Women & Gender in Islam

This course will examine a range of ways in which Islam has constructed women -- and women have constructed Islam. We will study concepts of gender as they are reflected in classical Islamic texts, as well as different aspects of the social, economic, political, and ritual lives of women in various Islamic societies.

Feminist Health Politics

Health is about bodies, selves and politics. We will explore a series of health topics from feminist perspectives. How do gender, sexuality, class, disability, and age influence the ways in which one perceives and experiences health and the access one has to health information and health care? Are heteronormativity, cissexism, or one's place of living related to one's health status or one's health risk?

Rethinking AIDS

Many aspects of COVID-19 have their roots in the 1980s AIDS epidemic -- politically, scientifically, culturally. A careful reexamination of the mainstream narrative of the HIV/AIDS phenomenon and the history from which it emerged is therefore urgent.

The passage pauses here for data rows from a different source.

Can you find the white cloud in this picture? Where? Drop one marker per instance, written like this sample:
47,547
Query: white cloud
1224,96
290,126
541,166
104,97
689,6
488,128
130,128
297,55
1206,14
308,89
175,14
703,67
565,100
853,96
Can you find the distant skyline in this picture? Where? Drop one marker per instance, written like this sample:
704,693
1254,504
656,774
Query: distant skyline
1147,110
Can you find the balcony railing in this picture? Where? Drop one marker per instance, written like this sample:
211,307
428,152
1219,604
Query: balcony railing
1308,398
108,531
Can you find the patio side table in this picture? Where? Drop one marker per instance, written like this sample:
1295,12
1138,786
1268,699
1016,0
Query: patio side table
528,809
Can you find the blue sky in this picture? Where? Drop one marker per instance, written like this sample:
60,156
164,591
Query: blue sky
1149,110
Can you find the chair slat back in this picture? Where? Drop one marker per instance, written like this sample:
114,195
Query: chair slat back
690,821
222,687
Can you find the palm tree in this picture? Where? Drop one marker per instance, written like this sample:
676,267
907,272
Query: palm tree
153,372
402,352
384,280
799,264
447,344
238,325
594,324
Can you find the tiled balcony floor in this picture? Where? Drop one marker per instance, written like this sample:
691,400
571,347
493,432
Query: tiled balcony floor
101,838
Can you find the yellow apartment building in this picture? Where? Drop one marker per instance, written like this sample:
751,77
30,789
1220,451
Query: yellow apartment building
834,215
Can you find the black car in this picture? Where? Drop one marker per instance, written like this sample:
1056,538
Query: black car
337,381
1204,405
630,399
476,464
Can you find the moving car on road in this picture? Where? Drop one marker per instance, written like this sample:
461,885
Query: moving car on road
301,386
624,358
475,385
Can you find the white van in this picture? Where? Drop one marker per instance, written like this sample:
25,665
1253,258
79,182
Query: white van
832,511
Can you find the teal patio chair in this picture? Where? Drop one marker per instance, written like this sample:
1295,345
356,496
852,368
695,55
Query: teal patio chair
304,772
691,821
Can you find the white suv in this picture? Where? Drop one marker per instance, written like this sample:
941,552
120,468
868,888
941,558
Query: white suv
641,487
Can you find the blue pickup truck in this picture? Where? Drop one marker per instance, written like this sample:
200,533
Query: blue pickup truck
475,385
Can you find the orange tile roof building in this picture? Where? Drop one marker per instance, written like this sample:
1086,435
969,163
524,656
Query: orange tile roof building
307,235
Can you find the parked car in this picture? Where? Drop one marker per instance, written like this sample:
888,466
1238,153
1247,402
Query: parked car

The course will focus on the unprecedented scientific narratives around HIV and AIDS, as well as their continuation into present-day Africa, on the backdrop of advances in immunology, virology, and genetics.

Race, Gender & Sexual Aesthet

Reading across a spectrum of disciplinary focuses (e.g. philosophies of aesthetics, post-structural feminisms, Black cultural studies, and queer of color critique) this course asks the question what is the nature of aesthetics when it negotiates modes of difference? This course explores the history and debates on aesthetics as it relates to race, gender, and sexuality with particular emphasis on Black diaspora theory and cultural production.

The Story of the Stone

A seminar on the eighteenth-century Chinese masterpiece The Story of the Stone and selected literary criticism in response to this work. Discussions will focus on love, gender-crossing, and women's supremacy and the paradoxical treatments of these themes in the novel. We will explore multiple aspects of these themes, including the sociopolitical, philosophical, and literary milieus of eighteenth-century China. We will also examine this novel in its relation to Chinese literary tradition in general and the generic conventions of premodern Chinese vernacular fiction in particular.

The Queer Early Modern

This course combines early modern texts with various related secondary readings that will enable students to better understand the way that sexuality-both normative and nonnormative-was portrayed and interpreted in Renaissance literature. As we progress through the course, we will discuss what defines queer history and histories of sexuality, how the history of sexuality in the past informs the present, and, ultimately, the ways in which we can use early modern literature to better understand ourselves today.

Body/Gender in Religious Trad

Do bodies matter in religious traditions? Whose bodies matter? How do they matter? By studying religious body ideals and practices, we examine the possibilities and problems different kinds of bodies have posed in religious traditions. Topics include religious diet, exercise, and dress; monasticism, celibacy, and sexuality; healing rituals, and slavery and violence. We pay special attention to contemporary challenges to problematic body ideals and practices coming from feminist, disability, postcolonial, queer, and trans theorists and activists.

Black Sexual Economies

At once viewed as a dysfunction of normative ideas about sexuality, the family, and the nation, Black sexualities are intimately linked to and regulated by political and socioeconomic discourses. Slavery studies scholars remind us of how it has proven foundational for modern notions of race and sex by making explicit links between labor and exploitation.

Intro to Study of Literature

This course examines various strategies of literary representation through a variety of genres, including such traditional literary forms as the novel, lyric poetry, drama, and autobiography, as well as other cultural forms, such as film. Particular attention is given to student writing; students are expected to write a variety of short essays on selected topics. Though the themes of specific sections may vary, all sections seek to introduce students to the terminology of literary and cultural discourse.

Intro to Study of Literature

This course examines various strategies of literary representation through a variety of genres, including such traditional literary forms as the novel, lyric poetry, drama, and autobiography, as well as other cultural forms, such as film. Particular attention is given to student writing; students are expected to write a variety of short essays on selected topics. Though the themes of specific sections may vary, all sections seek to introduce students to the terminology of literary and cultural discourse.